What you believe fallen,
Can rise once more.
For if one of us lives,
The Vestal flame breathes.
Your foes soon will be dust,
In you I place my trust.

Caecus III

A fire dies,
Mountains are set ablaze.
A river dries,
Oceans the world paint.
A grave opens,
Fields of poppies bloom.
The wind takes all away,
Now he is one with the stars and Moon.

* * *

VII

From one root,
Three buds sprang.
The Monad sang,
Cut the thread,
Holding the Hangedman.

No tear fell,
No rage thundered,
No anger bloomed.

Their eyes glowed,
Slowly turning grey.
What was alive,
Profane and vile,
Soon would die.

Caecus rushed first,
Vulcan followed by,
Drusus said, “aye.”

VIII

The power unleashed,
Gaia had witnessed it before;
It had brought her children to heel,
The Titanomachy, it was called.

As Aion had foreseen long ago:
“Power ebbs and flows,
The tallest tower floods,
When called, even the purest hands taste blood.”

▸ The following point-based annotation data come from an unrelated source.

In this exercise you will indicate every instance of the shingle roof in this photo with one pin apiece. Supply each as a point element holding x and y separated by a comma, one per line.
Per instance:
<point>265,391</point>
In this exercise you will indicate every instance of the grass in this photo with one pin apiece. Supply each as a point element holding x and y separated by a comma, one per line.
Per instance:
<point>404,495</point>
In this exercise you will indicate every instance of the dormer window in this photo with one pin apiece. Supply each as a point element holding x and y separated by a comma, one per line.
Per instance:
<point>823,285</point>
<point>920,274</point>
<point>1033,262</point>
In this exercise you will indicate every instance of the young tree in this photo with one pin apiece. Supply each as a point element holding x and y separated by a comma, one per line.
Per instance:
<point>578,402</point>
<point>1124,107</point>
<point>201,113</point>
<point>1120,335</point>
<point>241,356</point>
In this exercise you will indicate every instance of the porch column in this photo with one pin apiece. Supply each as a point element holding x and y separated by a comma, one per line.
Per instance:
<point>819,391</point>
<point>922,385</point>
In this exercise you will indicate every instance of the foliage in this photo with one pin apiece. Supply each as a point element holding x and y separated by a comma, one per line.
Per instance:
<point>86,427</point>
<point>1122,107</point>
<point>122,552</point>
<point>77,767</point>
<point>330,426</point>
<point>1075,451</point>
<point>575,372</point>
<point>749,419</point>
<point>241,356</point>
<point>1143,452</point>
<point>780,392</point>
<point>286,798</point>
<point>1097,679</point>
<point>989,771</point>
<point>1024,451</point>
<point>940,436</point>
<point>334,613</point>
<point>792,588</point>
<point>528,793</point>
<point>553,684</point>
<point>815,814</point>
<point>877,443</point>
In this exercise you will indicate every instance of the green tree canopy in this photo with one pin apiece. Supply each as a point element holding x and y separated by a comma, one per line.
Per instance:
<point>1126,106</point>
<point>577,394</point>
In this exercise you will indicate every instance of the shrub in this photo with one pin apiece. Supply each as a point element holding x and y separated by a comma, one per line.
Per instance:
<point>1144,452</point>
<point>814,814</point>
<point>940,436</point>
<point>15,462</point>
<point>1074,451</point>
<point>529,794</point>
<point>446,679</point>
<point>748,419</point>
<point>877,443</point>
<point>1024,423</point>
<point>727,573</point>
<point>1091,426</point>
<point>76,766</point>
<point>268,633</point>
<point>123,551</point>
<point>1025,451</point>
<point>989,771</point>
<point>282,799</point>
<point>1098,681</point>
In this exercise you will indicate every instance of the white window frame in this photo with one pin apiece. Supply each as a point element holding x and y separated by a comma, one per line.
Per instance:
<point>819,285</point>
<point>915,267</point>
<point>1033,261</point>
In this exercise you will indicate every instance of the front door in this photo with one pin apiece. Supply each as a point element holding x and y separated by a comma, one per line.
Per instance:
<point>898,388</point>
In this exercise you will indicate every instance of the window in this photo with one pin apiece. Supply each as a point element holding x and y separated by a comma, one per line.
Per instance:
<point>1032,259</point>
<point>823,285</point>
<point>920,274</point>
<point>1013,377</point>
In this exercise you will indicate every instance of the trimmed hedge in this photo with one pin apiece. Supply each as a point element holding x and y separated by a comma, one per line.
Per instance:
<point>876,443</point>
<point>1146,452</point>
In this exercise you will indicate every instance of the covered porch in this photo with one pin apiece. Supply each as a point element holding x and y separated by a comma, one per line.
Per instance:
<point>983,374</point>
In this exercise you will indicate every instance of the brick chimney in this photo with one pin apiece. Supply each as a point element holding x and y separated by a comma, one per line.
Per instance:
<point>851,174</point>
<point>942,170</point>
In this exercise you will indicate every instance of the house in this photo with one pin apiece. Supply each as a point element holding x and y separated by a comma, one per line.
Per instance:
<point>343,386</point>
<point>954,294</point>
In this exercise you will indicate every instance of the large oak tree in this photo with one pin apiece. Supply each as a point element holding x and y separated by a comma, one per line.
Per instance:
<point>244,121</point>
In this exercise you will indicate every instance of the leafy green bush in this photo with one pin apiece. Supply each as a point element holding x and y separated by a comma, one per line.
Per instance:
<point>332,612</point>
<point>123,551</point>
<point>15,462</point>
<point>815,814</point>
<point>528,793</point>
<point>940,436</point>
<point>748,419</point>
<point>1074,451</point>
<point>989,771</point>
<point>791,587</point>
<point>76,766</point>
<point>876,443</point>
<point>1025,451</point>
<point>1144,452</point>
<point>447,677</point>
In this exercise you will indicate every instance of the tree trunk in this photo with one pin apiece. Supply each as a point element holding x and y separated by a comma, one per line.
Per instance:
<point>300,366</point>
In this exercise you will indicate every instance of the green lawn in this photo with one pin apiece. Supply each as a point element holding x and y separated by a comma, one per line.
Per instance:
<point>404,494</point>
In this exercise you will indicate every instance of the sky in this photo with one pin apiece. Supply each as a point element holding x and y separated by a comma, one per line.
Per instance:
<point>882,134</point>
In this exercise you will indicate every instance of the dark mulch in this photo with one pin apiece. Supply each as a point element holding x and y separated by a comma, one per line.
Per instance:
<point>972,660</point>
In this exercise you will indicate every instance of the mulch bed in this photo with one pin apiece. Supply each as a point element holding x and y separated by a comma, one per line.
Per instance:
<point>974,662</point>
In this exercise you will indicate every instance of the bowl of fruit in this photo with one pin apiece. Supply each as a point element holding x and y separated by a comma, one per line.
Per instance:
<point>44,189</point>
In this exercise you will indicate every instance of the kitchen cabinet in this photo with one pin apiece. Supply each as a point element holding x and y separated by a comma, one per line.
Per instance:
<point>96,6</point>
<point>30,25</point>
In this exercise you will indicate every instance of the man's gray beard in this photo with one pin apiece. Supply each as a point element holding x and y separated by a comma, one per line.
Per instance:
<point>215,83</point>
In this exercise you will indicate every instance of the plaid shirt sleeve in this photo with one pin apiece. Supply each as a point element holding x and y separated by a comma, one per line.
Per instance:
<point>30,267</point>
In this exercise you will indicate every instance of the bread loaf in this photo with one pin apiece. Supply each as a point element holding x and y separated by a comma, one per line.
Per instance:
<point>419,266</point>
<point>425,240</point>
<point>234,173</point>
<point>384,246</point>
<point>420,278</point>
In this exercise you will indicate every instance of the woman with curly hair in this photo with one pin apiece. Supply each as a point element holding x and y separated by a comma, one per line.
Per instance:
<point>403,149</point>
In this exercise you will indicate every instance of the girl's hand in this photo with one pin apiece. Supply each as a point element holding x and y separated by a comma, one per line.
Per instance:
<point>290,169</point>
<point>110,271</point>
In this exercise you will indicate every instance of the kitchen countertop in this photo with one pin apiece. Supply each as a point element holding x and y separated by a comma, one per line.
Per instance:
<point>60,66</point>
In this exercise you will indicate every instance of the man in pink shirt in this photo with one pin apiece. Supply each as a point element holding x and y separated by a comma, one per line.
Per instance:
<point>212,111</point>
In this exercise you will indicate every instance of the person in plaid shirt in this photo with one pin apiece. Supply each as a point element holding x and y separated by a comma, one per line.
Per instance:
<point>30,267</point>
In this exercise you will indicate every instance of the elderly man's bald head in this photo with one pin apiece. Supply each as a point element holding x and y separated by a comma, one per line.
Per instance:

Cries spread like wildfire,
Among the plumes, elated spirits,
One could but sit and admire.
From the empty shells, a mosaic was born,
Rich in shapes and form,
A piece of the cosmos torn.

Soon all the dirt would wash away,
Slowly rising was another day.

IX

One by one fell all the pawns,
The face of the False Prophet was shown.
Haarmab, their blood brother,
Who had sold one heart for another.
The sun, moon and stars adorned his armour,
And in his hands he wielded Jupiter’s vajra.
To display his might,
He vanquished Olympus with one strike.
Alone they could not take him down,
So the divine became one.
A creature of three eyes and six arms,
Wearing Mercury’s talaria,
Flying with the Wings of Love.

The sun had risen,
Its pure radiance to shine,
For the hour of reckoning had come!

* * *

“I”

You will reap what you sow.

Haarmab the Betrayer,
The Hall of Two Truths,
Condemns you to Tartarus for eternity!

Thy fire will never melt the snowy peak of intellect.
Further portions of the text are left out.